Axiata's Asia Dream Fades as Rivals Bid for Its Overseas Units

(Bloomberg) -- Axiata Group Bhd.’s dream of building a carrier that spans southern Asia from Singapore to Pakistan, Indonesia and India is fading as it risks losing hold of overseas units to rivals.

Malaysia’s biggest wireless carrier received an offer from Singapore Press Holdings Ltd. and Keppel Corp. to buy out its stake in M1 Ltd., the latest in a series of challenges to its regional presence.

The view was rosier for Axiata in 2016, when Chief Executive Officer Jamaludin Ibrahim signaled interest in raising its stake in M1. He also planned to double the number of telecommunication towers in South and Southeast Asia in three years and eventually offer the assets in a public offering. Since then, its stake in Idea Cellular Ltd. was diluted by half after the Indian carrier merged with Vodafone Group Plc, and its plan to buy Veon Ltd.’s tower unit in Pakistan was called off.

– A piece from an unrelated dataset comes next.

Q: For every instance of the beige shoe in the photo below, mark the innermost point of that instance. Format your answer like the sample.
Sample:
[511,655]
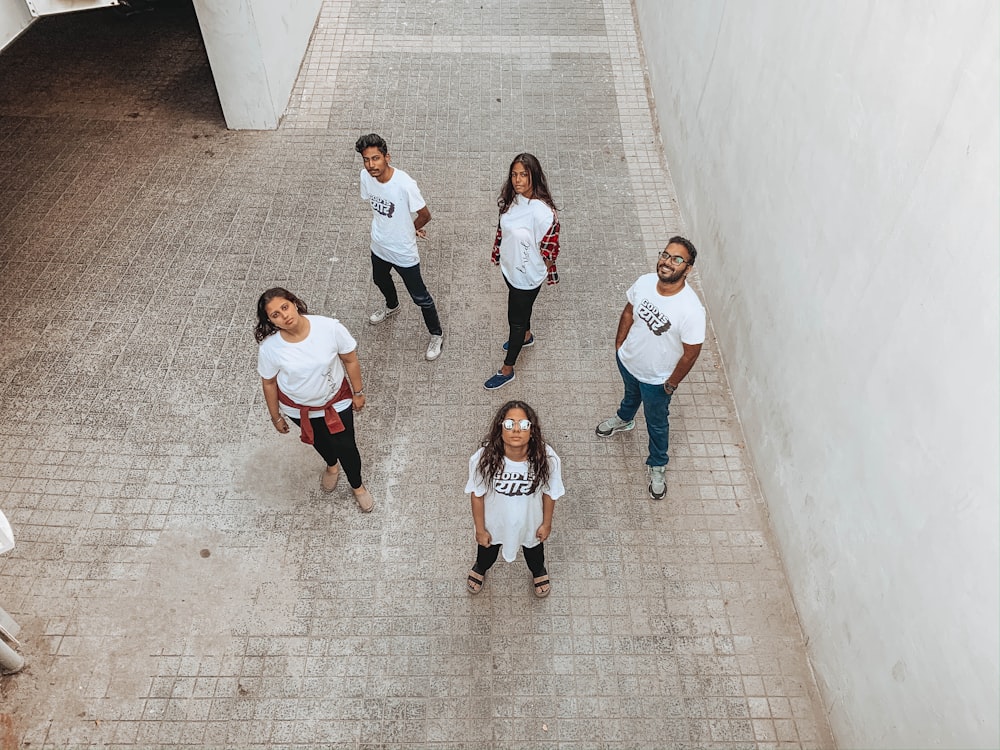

M1 remains a “strategic asset” for Axiata, and the Malaysian carrier will continue to review all available options, with the sole objective of upholding shareholders’ value, the company’s spokesman said in response to Bloomberg. It has presence in 11 countries now, compared to 10 a decade ago, and has expanded to tower infrastructure and the digital business.

“We are much more of a regional player today compared to when we first started, and we will continue to pursue our expansion in areas that enable us to grow and enhance shareholders’ value,” the spokesman said.

Fully Repaid

Higher competition and regulatory hurdles are the key reasons for its overseas troubles, Shafiq Kadir, analyst at KAF-Seagroatt & Campbell Bhd said by phone. “They will have to seek other acquisitions or expansion, and increase focus at home and in Indonesia, to make up for this,” he said.

Axiata still has operations in Indonesia, Bangladesh, Sri Lanka, Nepal and Cambodia. The Malaysian carrier paid S$260.8 million for an early 12.1 percent stake in M1 in 2005 at S$2.20 per share. It would gain S$547 million if it accepts SPH-Keppel’s offer of S$2.06 as M1’s dividends over the years have fully repaid the debt and equity used to buy its current 28.68 percent stake, according to Bloomberg calculations.

Analysts at Daiwa Capital Markets Singapore Ltd. and Citigroup Global Markets Inc said Axiata can counter SPH-Keppel’s buyout offer if it chooses to.

“We think it is unlikely it would agree to the offer,” Ramakrishna Maruvada, analyst at Daiwa Capital Markets Singapore Ltd., wrote in note on Thursday. “On the strength of its balance sheet alone it has adequate resources to engage in a bidding war up to S$2.50.”